The hair cycle: the story of life, the eternal cycle
Hair loss is an integral part of its life cycle, which consists of three phases. First of all, the anagen phase or hair growth phase designates the phase of strong hair growth.
The catagen phase follows, during which the hair stops growing: it generally lasts between one and three weeks. Finally, the telogen phase, which can last between two and four months, marks the end of the cycle. This phase is characterized by hair loss. If you do not go bald overnight, it is because the hair follicles are not synchronized: each hair thus follows its own cycle.
Diagram of a healthy scalp (Doctissimo): of the 10 hair follicles occupied, 7 are occupied by adult hair, 2 by regrowth and one by a hair in the fall phase whose regrowth can be seen.
It is therefore normal to lose hair daily. When should you worry about severe hair loss?
Alopecia is a medical term for hair loss of more than 100 hairs per day for more than three weeks. If this definition has the gift of being precise, it is impractical: it is indeed difficult to know how much hair falls on a daily basis. In addition, it corresponds to an average and is therefore to be taken with hindsight: your hair will indeed have a greater tendency to fall out if you use cosmetics that are too aggressive or if you use your hair too regularly (straightening, straightening, repeated coloring, wearing tight buns).
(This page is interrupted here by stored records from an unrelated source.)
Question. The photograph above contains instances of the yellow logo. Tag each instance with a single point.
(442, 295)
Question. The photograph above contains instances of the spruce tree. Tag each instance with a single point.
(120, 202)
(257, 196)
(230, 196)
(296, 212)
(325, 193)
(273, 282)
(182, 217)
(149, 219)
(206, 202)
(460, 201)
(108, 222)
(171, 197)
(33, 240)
Diagram of a deficient scalp: 1 hair follicle is in a resting phase and two others are in a weak regrowth phase.
This is why alopecia is also defined as hair loss leaving the skin partially or completely bare. This generic term actually covers a multitude of different phenomena: deciphering the most common cases of alopecia.
Dietary deficiencies and hair loss: a close link
Abnormally high hair loss may be linked to dietary deficiencies. Zinc, iron, vitamin B12, vitamin D… Food is key for healthy hair full of vitality.
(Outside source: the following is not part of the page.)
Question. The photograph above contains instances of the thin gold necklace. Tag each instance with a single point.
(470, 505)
Iron: a widespread and harmful deficiency for your hair
As a component of hemoglobin (blood), iron provides the cells responsible for hair synthesis with the nutrients and oxygen they need to function properly. Iron deficiency makes hair thinner and more brittle and causes abnormal hair loss. This is the most widespread nutritional deficiency: in France, 25% of premenopausal women have an iron deficiency according to Social Security. Women are the main people at risk because they lose iron during menstruation; this deficiency particularly affects pregnant women because many of their organs are functioning at full capacity: this intense functioning requires an increase in blood and therefore an increase in iron.
Zinc: essential trace element for hair
Keratin is a natural protein that makes up 97% of the raw material of hair. Collagen helps keep hair hydrated by trapping water in the heart of the fiber for supple and soft hair. Zinc will therefore help limit hair loss, strengthen the hair shaft in the bulb while stimulating hair growth.
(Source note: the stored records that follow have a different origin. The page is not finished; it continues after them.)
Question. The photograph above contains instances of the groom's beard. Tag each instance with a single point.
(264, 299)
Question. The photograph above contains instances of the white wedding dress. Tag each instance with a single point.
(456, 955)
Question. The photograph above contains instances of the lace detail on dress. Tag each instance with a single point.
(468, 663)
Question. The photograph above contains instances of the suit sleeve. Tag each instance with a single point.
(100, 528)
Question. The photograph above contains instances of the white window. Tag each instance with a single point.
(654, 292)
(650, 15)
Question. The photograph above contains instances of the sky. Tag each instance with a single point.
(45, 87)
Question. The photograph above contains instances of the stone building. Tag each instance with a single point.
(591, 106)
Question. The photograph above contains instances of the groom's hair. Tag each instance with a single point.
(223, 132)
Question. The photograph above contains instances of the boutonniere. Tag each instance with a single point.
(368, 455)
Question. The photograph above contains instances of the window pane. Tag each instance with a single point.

It stimulates the production of keratin thus hair growth and helps zinc to inhibit the production of the enzyme responsible for hair loss in baldness.
All of these are necessary for good health and a healthy scalp. If the hair loss is accompanied by fatigue, change in appetite and concentration disorders, consult your doctor: a simple blood test is enough to quickly identify the deficiencies, and a course of capsules to remedy them.